WMFactory 0.5

One environment · One procedure · Eleven interactive world models.

WMFactory 0.5 is a major update of the WMFactory project. Its main goal is to remove the old per-model environment fragmentation and replace it with a single backend, a single shared runtime environment, and a single serving interface for many different world models.

✨ Project Goal

This repository is built around one practical promise:

📦 1 shared environment
🚪 1 backend entrypoint
🔌 1 consistent session API
🎮 11 different interactive world models

The focus is not to force every model into the same architecture. The focus is to make them usable from one unified system.

🧩 Unified Environment

The backend is designed around one shared Python environment.

Recommended stack:

🐍 Python 3.12
🔥 PyTorch 2.9.0
🤗 Transformers 4.57.3
🎨 Diffusers 0.37.1

Recommended install(Make sure the python version is 3.12):

python -m pip install -r requirements.txt

flash-attn is required.
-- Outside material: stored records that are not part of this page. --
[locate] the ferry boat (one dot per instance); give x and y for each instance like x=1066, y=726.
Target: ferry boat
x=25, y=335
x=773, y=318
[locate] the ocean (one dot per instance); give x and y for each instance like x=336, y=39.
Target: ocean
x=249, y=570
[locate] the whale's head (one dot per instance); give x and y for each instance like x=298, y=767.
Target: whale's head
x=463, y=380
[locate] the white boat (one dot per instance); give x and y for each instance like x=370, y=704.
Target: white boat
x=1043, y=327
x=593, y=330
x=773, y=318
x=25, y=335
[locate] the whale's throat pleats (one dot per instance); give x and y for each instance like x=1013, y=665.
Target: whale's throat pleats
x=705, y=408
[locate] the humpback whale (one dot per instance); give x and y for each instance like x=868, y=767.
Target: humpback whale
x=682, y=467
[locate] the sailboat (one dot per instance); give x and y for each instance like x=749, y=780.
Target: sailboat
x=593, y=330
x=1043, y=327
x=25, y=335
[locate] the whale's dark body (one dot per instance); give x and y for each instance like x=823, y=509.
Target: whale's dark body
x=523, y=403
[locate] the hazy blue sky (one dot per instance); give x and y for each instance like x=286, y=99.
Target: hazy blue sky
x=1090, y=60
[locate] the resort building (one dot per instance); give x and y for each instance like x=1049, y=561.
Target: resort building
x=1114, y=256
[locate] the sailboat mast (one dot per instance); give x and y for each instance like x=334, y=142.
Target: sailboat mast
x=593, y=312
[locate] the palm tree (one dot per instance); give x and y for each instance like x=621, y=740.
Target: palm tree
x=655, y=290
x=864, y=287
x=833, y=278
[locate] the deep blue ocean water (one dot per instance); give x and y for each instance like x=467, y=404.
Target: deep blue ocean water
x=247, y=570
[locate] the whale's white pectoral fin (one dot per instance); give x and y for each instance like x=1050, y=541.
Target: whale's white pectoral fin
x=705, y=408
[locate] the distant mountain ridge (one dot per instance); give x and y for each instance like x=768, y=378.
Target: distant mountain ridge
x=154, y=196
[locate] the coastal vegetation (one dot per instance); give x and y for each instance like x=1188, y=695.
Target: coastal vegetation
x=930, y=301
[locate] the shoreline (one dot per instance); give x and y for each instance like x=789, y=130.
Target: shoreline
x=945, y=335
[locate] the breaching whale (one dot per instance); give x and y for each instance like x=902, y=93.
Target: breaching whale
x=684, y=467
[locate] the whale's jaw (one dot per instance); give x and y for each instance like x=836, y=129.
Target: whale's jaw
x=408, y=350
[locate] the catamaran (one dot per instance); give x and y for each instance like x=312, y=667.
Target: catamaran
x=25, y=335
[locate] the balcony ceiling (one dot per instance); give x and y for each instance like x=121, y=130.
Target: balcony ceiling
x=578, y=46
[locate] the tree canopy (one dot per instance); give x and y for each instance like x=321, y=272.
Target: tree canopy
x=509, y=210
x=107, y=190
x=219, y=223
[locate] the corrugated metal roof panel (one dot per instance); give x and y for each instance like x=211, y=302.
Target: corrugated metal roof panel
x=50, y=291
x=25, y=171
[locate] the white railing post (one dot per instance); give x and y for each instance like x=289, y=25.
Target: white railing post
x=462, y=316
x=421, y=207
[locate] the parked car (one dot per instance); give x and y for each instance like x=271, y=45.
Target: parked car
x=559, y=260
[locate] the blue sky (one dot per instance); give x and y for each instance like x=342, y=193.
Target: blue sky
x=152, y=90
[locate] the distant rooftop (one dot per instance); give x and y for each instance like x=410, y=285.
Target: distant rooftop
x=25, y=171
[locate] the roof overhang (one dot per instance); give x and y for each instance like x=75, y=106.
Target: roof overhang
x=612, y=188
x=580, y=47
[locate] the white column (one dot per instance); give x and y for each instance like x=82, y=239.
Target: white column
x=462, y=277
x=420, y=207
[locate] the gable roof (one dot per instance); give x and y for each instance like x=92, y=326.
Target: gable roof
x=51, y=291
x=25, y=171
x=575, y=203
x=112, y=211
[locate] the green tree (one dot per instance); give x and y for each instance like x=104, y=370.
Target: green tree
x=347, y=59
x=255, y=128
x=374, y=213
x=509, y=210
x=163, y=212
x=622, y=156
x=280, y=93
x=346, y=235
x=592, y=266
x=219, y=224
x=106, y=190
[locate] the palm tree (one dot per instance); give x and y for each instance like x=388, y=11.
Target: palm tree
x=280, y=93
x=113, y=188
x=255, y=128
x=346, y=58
If the normal pip install fails, install the matching Dao-AILab wheel manually, then continue.

🚀 Quick Start

Start the backend

cd WMBackend
python serve.py

Full rollout regression:

We strongly recommend new users to run the full rollout regression and understand the procedure of the backend.

cd WMBackend
PYTHONNOUSERSITE=1 python scripts/verify_action_sweep_outputs.py

Each successful model rollout writes results into WMBackend/testOutput/<model>/.

Load one model

curl -X POST http://127.0.0.1:9100/models/load \
  -H 'Content-Type: application/json' \
  -d '{"model_id":"matrixgame"}'

Start a session

curl -X POST http://127.0.0.1:9100/sessions/start \
  -H 'Content-Type: application/json' \
  -d '{"model_id":"matrixgame","init_image_base64":"data:image/png;base64,..."}'

Step the world

curl -X POST http://127.0.0.1:9100/sessions/step \
  -H 'Content-Type: application/json' \
  -d '{"session_id":"<session-id>","action":{"w":true}}'

Common action examples:

⬆️ forward: {"w": true}
⬅️ left: {"a": true}
➡️ right: {"d": true}
🔼 camera up: {"camera_dy": -1.0}
▶️ camera right: {"camera_dx": 1.0}

The transport format is unified. Exact action semantics remain model-specific.

📚 Supported Models

The current backend covers eleven models.

Model	Upstream Repository
`matrixgame` (Matrix-Game 2.0)	`https://github.com/SkyworkAI/Matrix-Game`
`matrixgame3` (Matrix-Game 3.0)	`https://github.com/SkyworkAI/Matrix-Game-3.0`
`yume` (YUME 1.5)	`https://github.com/stdstu12/YUME`
`diamond`	`https://github.com/eloialonso/diamond`
`open-oasis`	`https://github.com/etched-ai/open-oasis`
`wham`	`https://huggingface.co/microsoft/wham`
`vid2world`	`https://github.com/thuml/Vid2World`
`infinite-world`	`https://github.com/MeiGen-AI/Infinite-World`
`worldplay` (HY-WorldPlay 5B)	`https://github.com/Tencent-Hunyuan/HY-WorldPlay`
`mineworld`	`https://github.com/microsoft/mineworld`
`lingbot-world-fast`	`https://github.com/robbyant/lingbot-world`

💾 Model Checkpoints

The model checkpoints must be stored in WMBackend/checkpoints/<model>/.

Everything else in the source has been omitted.